3/10
Why these choices?
23 April 2016
Warning: Spoilers
If you're going to make a movie about Texas college baseball jocks in 1980 (especially jocks on the most successful team on campus), you're obliged to do something to let the audience know WHY those players are the most gentle, open-minded college jocks they have ever, ever seen. It can't just go unexplained, or it beggars belief. The movie is not intended to be a farce, quite clearly.

Even the two most aggressive guys (the great batter and the manic pitcher) are ultimately adorably harmless. This is not how it works. Their conflict at a practice without coaches should end in a fistfight when the manic pitcher won't shut up after getting beat. You don't run your mouth at a teammate after getting hit on. The manic pitcher's outburst in the bar should also be far, far uglier, and it should end in a real fight. And the stuff that comes out of their mouths most of the time should be filthy as hell. I am NOT objecting to "gentle comedy" as a genre. I'm objecting to the total lack of appropriate set-up in this one, and the ensuing unbelievability.

And I'm not faulting the characters for being horny, drunk 21 year olds (played by mostly 30 year olds, for putatively some good reason, but really because 21 year old actors wouldn't be able to handle the house of cards Linklater has set up here). I don't think that young men are monsters for getting laid and drinking on a free weekend before college. (There are complaints about this movie from some corners of the internet that have "liberal puritan double-standard" written all over them. I am not coming from that corner.) But having played college sports myself, and known other college athletes at the time and since, this is the LEAST awful group of 16 college jocks that I can possibly imagine, and the movie is set in 1980 Texas. They may as well be unicorns.

I understand that this is supposed to be a gentle, philosophical comedy, and I have no problem with that in theory. I would definitely watch a movie where a given collection of jocks are great human beings, just out of the sheer creative audacity of seeing where that goes, and the things you can do with genres that depict an idealized world. But I don't want to watch idealized college athletes (or any other group) unless I have some damn reason to know why there aren't horrible human beings in that mix of 16 guys. The answer can't just be "because the genre is gentle, thoughtful comedy". Give me something with a piece of verisimilitude that I can hang onto. 16 golfers at Brown in 2016 have worse people among them than this.

So, oddly akin to The Revenant or Boyhood, the movie doesn't work as realism, nor does it work as something heightened; on top of that it has 1-dimensional characters. I don't want to see Acclaimed Director, the movie. Every movie must stand or fall on its own.

ULTIMATELY MORE IMPORTANTLY, this weekend-before-college movie (like any slice-of-life type of movie) will sink or swim on the quality of the bits, the moments, the character sketches. If each scene or moment is golden, all is forgiven, and it lives on in the way that The Big Sleep or Short Cuts or Day for Night or The Big Lebowski are great movies. In those, perfect scene-by-scene charm wins the day. Truth through Beauty.

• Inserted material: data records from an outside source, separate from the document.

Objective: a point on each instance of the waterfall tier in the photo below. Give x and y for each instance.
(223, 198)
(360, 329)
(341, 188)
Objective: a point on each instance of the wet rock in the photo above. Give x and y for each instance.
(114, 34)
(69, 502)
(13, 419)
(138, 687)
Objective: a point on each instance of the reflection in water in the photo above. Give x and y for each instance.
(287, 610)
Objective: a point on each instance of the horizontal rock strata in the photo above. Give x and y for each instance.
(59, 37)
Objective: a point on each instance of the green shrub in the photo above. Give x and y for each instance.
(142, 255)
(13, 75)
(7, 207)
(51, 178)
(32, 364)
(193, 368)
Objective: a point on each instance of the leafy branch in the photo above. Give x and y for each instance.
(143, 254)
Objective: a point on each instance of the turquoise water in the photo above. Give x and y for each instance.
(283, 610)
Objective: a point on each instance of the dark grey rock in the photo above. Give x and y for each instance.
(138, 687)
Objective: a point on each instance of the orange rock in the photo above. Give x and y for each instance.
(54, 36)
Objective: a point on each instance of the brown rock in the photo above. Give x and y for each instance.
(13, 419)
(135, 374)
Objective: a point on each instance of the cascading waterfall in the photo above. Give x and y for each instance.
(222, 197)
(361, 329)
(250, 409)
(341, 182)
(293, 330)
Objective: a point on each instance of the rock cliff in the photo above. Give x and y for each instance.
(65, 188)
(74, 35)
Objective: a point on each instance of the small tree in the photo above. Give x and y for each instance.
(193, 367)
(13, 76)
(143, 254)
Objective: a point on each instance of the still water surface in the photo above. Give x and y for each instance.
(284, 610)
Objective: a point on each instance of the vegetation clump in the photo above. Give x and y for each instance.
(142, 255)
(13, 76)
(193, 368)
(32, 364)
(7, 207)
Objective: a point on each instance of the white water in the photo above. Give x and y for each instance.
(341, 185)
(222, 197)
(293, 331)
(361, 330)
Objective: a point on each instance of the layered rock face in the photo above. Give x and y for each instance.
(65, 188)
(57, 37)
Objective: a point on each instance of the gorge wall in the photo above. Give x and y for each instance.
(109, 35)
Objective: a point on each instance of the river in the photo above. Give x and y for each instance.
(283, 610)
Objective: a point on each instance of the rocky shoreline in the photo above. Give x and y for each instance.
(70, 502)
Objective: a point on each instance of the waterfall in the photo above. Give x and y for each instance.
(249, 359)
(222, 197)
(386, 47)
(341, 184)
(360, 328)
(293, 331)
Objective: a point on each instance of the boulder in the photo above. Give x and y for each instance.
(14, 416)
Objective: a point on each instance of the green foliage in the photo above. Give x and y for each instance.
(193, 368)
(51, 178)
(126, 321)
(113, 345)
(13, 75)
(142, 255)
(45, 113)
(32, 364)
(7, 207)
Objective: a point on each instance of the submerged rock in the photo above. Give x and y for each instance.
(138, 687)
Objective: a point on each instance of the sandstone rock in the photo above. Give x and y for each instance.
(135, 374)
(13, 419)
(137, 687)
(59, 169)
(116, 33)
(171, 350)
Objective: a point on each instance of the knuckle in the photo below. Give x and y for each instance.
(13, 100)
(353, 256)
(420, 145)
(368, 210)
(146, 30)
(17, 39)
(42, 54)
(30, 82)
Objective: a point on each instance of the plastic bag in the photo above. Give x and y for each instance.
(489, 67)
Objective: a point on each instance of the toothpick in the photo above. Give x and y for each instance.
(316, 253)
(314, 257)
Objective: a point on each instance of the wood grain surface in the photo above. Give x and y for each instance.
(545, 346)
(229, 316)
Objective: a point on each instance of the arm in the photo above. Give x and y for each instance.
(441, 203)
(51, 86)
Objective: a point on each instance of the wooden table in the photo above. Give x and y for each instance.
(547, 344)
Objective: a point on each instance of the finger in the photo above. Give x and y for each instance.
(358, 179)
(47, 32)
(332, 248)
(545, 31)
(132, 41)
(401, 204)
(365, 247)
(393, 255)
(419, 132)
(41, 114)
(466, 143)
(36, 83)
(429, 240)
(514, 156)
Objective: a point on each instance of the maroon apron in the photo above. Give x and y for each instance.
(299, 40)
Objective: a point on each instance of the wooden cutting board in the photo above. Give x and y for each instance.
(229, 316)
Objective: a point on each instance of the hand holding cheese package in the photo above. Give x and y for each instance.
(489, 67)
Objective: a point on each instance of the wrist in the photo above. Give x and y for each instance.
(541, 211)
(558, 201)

But in this particular movie, some of the bits, scenes, characters etc. are very good, while others are wholly bland, vague and threadbare. Could 'philosophizing jocks' get it right some times, and wrong some times, and just have some sophomoric marijuana ideas sometimes- sure, yes, why not? BUT EACH one of those scenes of 'philosophizing jocks' has to be somehow really interesting without feeling overly polished, or phony, or done to death, or otherwise uncharming. It's a pure fancy-footwork kind of storytelling art. And half of the bits/scenes in this movie have two left feet.

This is the second movie in a row from Linklater that is not about real life or real people but purports to be, while using facile characters and after-lunch philosophizing. The first, Boyhood, was a full-throttle melodrama with a grand gimmick. This one plays one sport with the equipment of another: College Hump-or-Die movie rules, but with handmade character comedy gear. If you don't see this, let me ask you one question: WHAT is it that makes the main character Jake a SPECIFIC person who hits it off with Beverly, another specific person, besides the genre fulfillment of 'the two sensitive people find each other'??

Nothing. Nothing but Blake Jenner and Zoey Deutch saying the lines with talent. Can you say that about Say Anything, or are those two characters specific as hell, and therefore a response to the High School Hump-or-Die movies, and not just a mutant version of one? Heck, college farce Animal House, the ultimate Hump-or-Die movie, has more to say than this movie does.

I'm now positive that Linklater is one director when working with actor/writers Hawke and Delpy, and quite another when he's not.